We then fit one- and two-layer models, this time specifying the squared exponential kernel and fixing the noise parameter to a small value. ```{r, fig.width = 5, fig.height = 4} fit1 <- fit_one_layer(x, y, nmcmc = 10000, cov = "exp2", true_g = 1e-4, verb = FALSE) fit1 <- trim(fit1, 5000, 5) fit1 <- predict(fit1, xp) plot(fit1) ``` ```{r, fig.width = 5, fig.height = 4} fit2 <- fit_two_layer(x, y, nmcmc = 10000, cov = "exp2", true_g = 1e-4, verb = FALSE) fit2 <- trim(fit2, 5000, 5) fit2 <- predict(fit2, xp) plot(fit2) ```

Notice, the DGP model is better able to fit the stepwise nature of the response surface due to its non-stationarity flexibility. The `deepgp` package offers two acquisition criteria to target minimal posterior variance. The Integrated Mean Squared Error (IMSE) acquisition criterion [@sacks1989design] is implemented in the `IMSE` function. The following code evaluates this criterion for the one- and two-layer models above using the predictive grid as candidates and plots the resulting values. The next acquisition is chosen as the candidate that produced the minimum IMSE (highlighted by the blue triangle). ```{r, fig.width = 7, fig.height = 4} imse1 <- IMSE(fit1, xp) imse2 <- IMSE(fit2, xp) par(mfrow = c(1, 2)) plot(xp, imse1$value, type = "l", ylab = "IMSE", main = "One-layer") points(xp[which.min(imse1$value)], min(imse1$value), pch = 17, cex = 1.5, col = 4) plot(xp, imse2$value, type = "l", ylab = "IMSE", main = "Two-layer") points(xp[which.min(imse2$value)], min(imse2$value), pch = 17, cex = 1.5, col = 4) ```

Whereas the one-layer model is inclined to space-fill with low IMSE across most of the domain, the two-layer model appropriately targets acquisitions in the middle region, where uncertainty is highest.

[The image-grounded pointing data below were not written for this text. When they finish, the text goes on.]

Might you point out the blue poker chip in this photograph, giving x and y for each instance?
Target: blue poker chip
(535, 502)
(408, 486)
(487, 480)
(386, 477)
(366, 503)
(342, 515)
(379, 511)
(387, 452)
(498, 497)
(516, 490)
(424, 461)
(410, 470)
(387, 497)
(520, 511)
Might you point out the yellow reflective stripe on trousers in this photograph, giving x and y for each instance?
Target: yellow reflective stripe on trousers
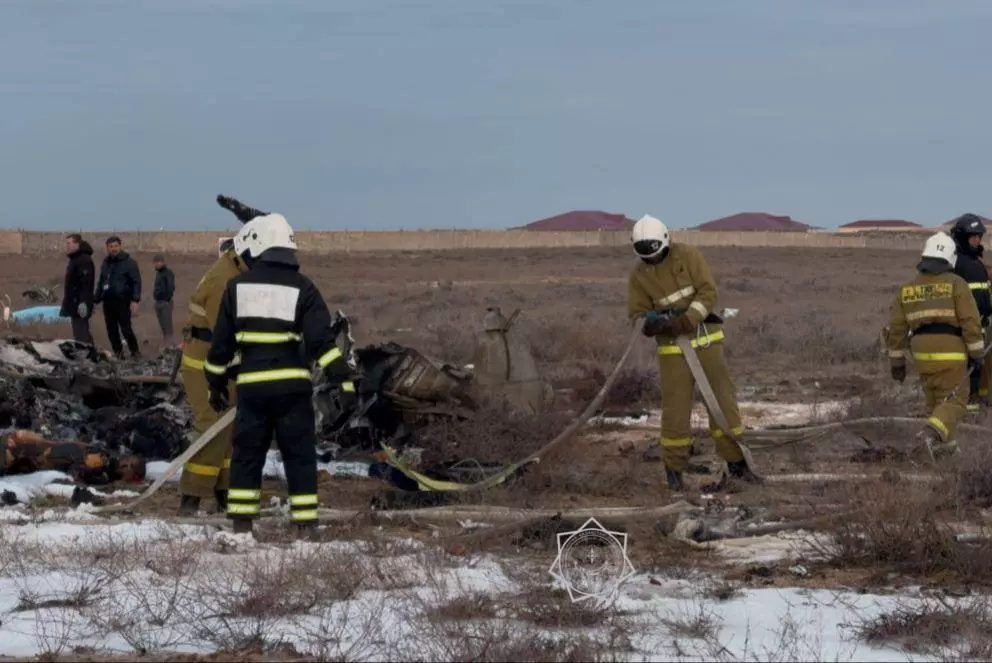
(202, 470)
(940, 356)
(329, 356)
(243, 494)
(274, 375)
(214, 368)
(696, 342)
(932, 313)
(939, 425)
(267, 337)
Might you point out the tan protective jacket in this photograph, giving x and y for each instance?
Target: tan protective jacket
(682, 281)
(935, 299)
(204, 304)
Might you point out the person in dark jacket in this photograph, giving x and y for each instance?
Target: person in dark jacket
(165, 289)
(967, 232)
(119, 290)
(77, 300)
(276, 320)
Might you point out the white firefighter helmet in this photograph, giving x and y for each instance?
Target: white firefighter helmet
(942, 247)
(271, 231)
(245, 238)
(650, 237)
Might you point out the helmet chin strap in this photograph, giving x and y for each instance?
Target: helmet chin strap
(658, 259)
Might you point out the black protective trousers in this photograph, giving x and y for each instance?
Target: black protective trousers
(117, 315)
(290, 417)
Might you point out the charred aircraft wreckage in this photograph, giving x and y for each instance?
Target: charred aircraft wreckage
(68, 406)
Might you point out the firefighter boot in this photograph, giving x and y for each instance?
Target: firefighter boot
(242, 525)
(740, 470)
(945, 450)
(189, 505)
(974, 403)
(926, 439)
(221, 497)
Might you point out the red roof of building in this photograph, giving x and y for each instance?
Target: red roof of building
(754, 221)
(881, 223)
(583, 220)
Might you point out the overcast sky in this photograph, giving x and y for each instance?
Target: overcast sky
(489, 113)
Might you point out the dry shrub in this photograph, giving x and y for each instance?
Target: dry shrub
(492, 435)
(949, 630)
(815, 338)
(903, 528)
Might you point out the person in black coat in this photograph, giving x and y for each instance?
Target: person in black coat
(119, 290)
(967, 232)
(77, 299)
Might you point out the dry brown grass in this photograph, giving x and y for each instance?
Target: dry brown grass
(907, 529)
(947, 629)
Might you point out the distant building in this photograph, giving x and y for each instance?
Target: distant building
(946, 226)
(881, 225)
(582, 220)
(754, 221)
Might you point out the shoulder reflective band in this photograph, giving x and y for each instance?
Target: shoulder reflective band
(940, 356)
(267, 337)
(273, 375)
(325, 359)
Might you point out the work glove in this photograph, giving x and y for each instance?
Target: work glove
(683, 325)
(219, 401)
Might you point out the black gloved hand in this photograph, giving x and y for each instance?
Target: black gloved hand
(682, 325)
(219, 400)
(655, 323)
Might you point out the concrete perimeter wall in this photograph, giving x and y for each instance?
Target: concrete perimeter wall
(27, 242)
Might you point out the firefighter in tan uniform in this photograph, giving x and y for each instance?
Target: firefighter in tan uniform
(676, 278)
(936, 319)
(983, 381)
(207, 472)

The sum approximation to IMSE, referred to as Active learning Cohn \citep[ALC;][]{cohn1994neural} in the ML literature, is similarly implemented in the `ALC` function (although the ALC acquisition is chosen as the candidate that yields the maximum criterion value). ```{r, eval = FALSE} alc1 <- ALC(fit1, xp) alc2 <- ALC(fit2, xp) ``` When conducting a full sequential design, it is helpful to initialize the DGP chain after an acquisition at the last sampled values of latent layers and kernel hyperparameters. Initial values of MCMC sampling for a two-layer DGP may be specified by the `theta_y_0`, `theta_w_0`, `g_0`, and `w_0` arguments to `fit_two_layer`. Similar arguments are implemented for `fit_one_layer` and `fit_three_layer`. Examples of this are provided in the "active_learning" folder of the git repository (https://bitbucket.org/gramacylab/deepgp-ex/). ------- # Computational Considerations Fully-Bayesian DGPs are hefty models that require a good bit of computation. While I have integrated tools to assist with fast computations, there are still some relevant considerations. * If you are not using the Vecchia implementation, you may substantially speed-up under-the-hood matrix calculations by using a fast linear algebra library.